Thus, we considered the possibility that RSP2144 is a previously uncharacterized SAM-dependent unsaturated fatty acyl methylase (UfaM). To test this hypothesis, we asked whether purified recombinant His₆-tagged RSP2144 was able to methylate fatty acids. We found that purified His₆-RSP2144 catalyzed transfer of a ³H-methyl group from methyl-labeled SAM into tricholoracetic acid (TCA)-precipitated material when incubated with a phospholipid substrate mixture isolated from an R. sphaeroides ΔRSP2144 mutant. The activity of the recombinant RSP2144 enzyme (V_max ∼ 331 pmol⋅min⁻¹⋅mg⁻¹) and its apparent affinity for phospholipid substrate (K_m ∼ 308 µM) (Fig. 3A) were comparable with other SAM-dependent fatty acyl-modifying enzymes (31, 32). When the FAME products of this in vitro reaction were analyzed by GC-MS, we observed the accumulation of a product with a retention time and fragmentation pattern identical to the 19M-UFA [methyl 11-methyl-C18:1 (n-6)], which accumulates in ΔChrR cells (Fig. 3B).

Fig. 3.

Activity of RSP2144 in vitro. (A) Properties of a recombinant RSP2144 protein when assayed for incorporation of ³H-methyl–labeled SAM into tricholoroacetic acid insoluble material using micelles containing native R. sphaeroides phospholipids as a substrate. (B) FAME products obtained using R. sphaeroides lipids in the absence (negative) or presence of His₆-RSP2144 protein (UfaM) and SAM (2 h and overnight time points). The chromatographic response of lipids before and after 2 h or overnight incubation with UfaM in vitro shows an increase in 19M-UFA concentration when incubated with UfaM (shaded in gray). The spectra (Right) show the ACN PCI [M+MIE]⁺ MS/MS (25 eV) spectra collected at the apex of the 19M-UFA peak in all three samples, with key fragment ions labeled. No 19M-UFA was detected in the reactions lacking UfaM (negative).

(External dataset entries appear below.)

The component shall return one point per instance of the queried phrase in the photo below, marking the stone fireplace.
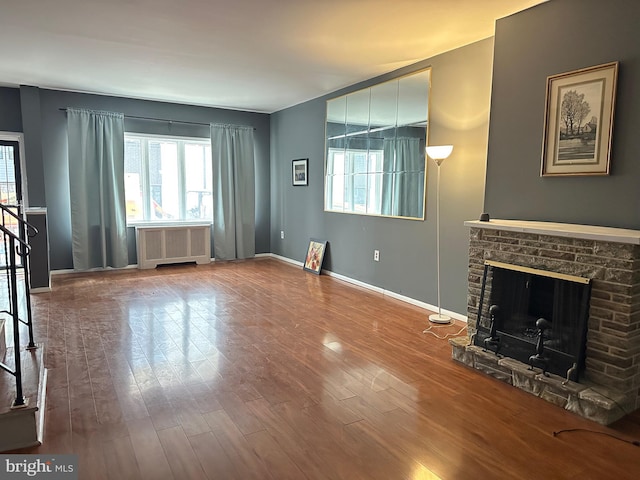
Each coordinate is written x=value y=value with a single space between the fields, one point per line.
x=609 y=385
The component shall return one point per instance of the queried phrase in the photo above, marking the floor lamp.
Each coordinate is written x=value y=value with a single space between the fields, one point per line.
x=438 y=154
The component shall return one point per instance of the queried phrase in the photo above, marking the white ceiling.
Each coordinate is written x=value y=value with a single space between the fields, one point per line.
x=256 y=55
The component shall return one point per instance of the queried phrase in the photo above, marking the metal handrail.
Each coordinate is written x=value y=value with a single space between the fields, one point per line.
x=21 y=248
x=30 y=230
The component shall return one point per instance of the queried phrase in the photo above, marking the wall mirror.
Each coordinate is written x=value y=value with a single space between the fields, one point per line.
x=375 y=149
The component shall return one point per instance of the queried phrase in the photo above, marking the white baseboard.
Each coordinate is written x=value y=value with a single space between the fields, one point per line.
x=388 y=293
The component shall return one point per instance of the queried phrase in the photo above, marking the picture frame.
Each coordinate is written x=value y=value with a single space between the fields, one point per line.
x=300 y=172
x=315 y=255
x=578 y=126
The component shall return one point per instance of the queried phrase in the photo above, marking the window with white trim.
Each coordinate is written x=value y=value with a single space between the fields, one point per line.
x=167 y=178
x=354 y=180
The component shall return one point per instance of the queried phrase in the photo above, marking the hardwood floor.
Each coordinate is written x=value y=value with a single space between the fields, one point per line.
x=259 y=370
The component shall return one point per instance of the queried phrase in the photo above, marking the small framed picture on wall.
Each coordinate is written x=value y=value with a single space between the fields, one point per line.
x=579 y=121
x=300 y=172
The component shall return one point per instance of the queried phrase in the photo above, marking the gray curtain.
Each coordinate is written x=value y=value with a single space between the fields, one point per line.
x=234 y=203
x=96 y=183
x=403 y=177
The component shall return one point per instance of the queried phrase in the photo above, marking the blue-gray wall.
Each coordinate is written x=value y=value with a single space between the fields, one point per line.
x=46 y=153
x=459 y=114
x=555 y=37
x=10 y=115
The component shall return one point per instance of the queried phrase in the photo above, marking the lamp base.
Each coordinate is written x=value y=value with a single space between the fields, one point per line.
x=439 y=318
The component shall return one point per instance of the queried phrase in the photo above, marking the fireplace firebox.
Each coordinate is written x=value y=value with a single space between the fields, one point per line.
x=535 y=316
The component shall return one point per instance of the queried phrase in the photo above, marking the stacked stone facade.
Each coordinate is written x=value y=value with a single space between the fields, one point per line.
x=613 y=338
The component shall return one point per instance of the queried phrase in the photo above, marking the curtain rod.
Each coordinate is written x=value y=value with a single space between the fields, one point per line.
x=159 y=119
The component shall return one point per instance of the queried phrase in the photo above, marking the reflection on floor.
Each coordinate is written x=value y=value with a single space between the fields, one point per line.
x=257 y=369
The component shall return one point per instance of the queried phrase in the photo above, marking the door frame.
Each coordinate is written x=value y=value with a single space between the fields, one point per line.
x=19 y=137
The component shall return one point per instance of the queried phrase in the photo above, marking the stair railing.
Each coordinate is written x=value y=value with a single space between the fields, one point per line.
x=17 y=245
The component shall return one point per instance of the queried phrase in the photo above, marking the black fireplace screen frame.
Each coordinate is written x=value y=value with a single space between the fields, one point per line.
x=535 y=316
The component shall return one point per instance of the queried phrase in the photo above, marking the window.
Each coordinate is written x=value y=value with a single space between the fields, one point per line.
x=354 y=181
x=167 y=179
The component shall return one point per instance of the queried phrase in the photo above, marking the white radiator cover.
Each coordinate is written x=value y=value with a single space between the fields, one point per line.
x=162 y=244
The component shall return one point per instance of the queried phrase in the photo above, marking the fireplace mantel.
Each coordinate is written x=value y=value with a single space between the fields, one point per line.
x=610 y=258
x=585 y=232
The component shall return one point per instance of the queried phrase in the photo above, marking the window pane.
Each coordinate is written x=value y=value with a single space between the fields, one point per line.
x=133 y=178
x=164 y=180
x=199 y=177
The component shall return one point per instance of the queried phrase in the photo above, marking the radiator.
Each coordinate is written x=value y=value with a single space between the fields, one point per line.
x=162 y=244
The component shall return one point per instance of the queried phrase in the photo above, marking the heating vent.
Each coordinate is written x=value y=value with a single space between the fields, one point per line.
x=173 y=244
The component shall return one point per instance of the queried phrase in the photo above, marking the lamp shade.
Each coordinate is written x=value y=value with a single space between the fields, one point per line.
x=439 y=152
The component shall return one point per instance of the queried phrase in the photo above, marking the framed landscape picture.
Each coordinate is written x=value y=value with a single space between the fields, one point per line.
x=315 y=256
x=579 y=121
x=300 y=172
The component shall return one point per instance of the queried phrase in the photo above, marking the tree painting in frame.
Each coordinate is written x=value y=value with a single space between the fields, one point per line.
x=579 y=121
x=315 y=256
x=300 y=172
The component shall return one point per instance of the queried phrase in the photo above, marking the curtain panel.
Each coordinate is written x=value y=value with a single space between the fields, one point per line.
x=96 y=184
x=403 y=177
x=234 y=206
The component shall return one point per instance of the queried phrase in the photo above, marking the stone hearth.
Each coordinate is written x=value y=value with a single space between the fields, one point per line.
x=610 y=257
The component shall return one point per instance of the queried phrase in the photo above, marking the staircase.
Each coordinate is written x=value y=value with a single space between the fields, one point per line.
x=23 y=427
x=22 y=374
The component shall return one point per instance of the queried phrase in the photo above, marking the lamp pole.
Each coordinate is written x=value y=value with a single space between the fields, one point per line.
x=438 y=154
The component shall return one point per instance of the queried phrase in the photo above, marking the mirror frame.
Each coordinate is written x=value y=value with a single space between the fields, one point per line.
x=423 y=122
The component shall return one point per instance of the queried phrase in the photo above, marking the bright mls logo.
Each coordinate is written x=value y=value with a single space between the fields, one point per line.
x=52 y=467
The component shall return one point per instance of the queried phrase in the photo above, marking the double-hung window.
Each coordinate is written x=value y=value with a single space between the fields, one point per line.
x=167 y=178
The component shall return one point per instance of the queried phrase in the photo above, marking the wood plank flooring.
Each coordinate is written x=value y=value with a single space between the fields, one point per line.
x=259 y=370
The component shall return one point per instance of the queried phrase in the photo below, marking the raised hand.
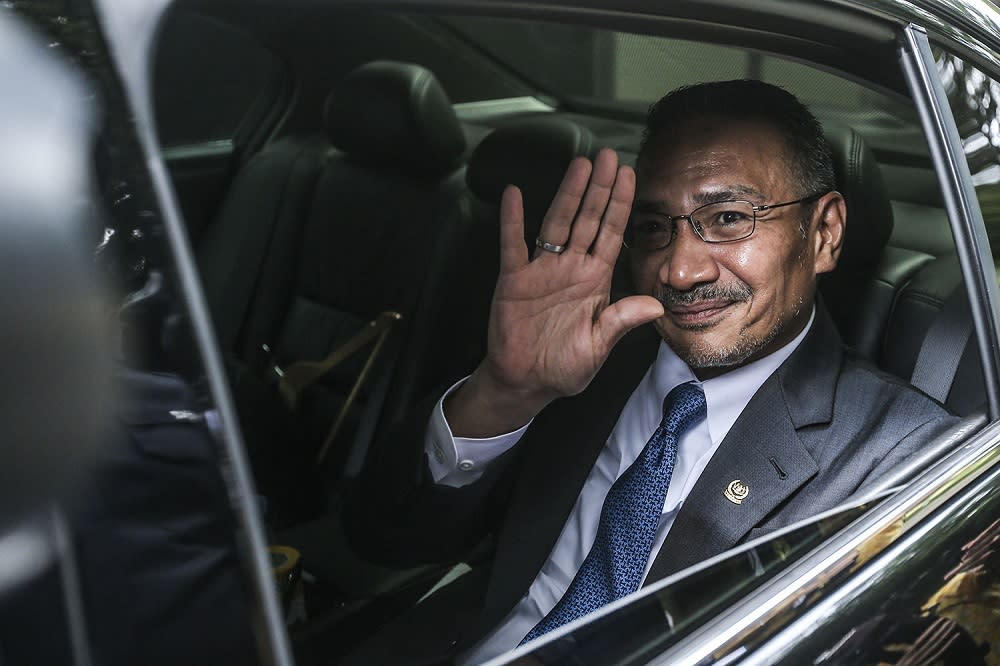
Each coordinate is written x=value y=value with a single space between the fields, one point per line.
x=551 y=323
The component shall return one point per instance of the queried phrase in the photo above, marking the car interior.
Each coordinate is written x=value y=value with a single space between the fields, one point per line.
x=340 y=172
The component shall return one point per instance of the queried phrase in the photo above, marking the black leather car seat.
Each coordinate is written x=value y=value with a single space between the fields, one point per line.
x=341 y=234
x=860 y=292
x=918 y=306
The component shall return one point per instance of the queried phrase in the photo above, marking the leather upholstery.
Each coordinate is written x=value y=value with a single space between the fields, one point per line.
x=869 y=211
x=860 y=291
x=533 y=154
x=917 y=306
x=393 y=113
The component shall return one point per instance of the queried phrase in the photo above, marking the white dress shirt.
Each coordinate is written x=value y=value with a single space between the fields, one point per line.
x=456 y=461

We also found that ectopic expression of His₆-RSP2144 in either R. sphaeroides or an Escherichia coli cfa mutant leads to accumulation of 19M-UFA (Fig. 4C). Unlike R. sphaeroides, E. coli contains significant amounts of C16:1 (n-7) fatty acyl chains in its phospholipids (2, 3) so preferential accumulation of 19M-UFA and the absence of a detectable methyl C17 FAME in this host could indicate that RSP2144 has some selectivity for methylation of vaccenic acid. However, in E. coli, there is a bias for having a C16:1 chain at position 2 of phospholipids (33) so the lack of accumulation of a 17-carbon M-UFA in this bacterium could also reflect a preference for UfaM to methylate acyl chains at the 1 position. As a control, we found that ectopic expression of E. coli cfa in its native host led to accumulation of C17 and C19 cyclopropane FAMEs (Fig. 4B), as expected given the reported function of this enzyme (31, 32). Thus, we conclude that His₆-RSP2144 is a previously uncharacterized SAM-dependent UFA methylase, which we hereafter call UfaM.

Fig. 4.

RSP2144 produces 19M-UFA in vivo. (A–C) Chromatograms of FAMEs accumulated in an E. coli ΔCfa mutant (JW1653) (A), an E. coli ΔCfa mutant containing E. coli cfa on a plasmid (B), and an E. coli ΔCfa mutant containing RSP2144 on a plasmid (C). The y and x axes show the relative abundance and retention time for each species, respectively.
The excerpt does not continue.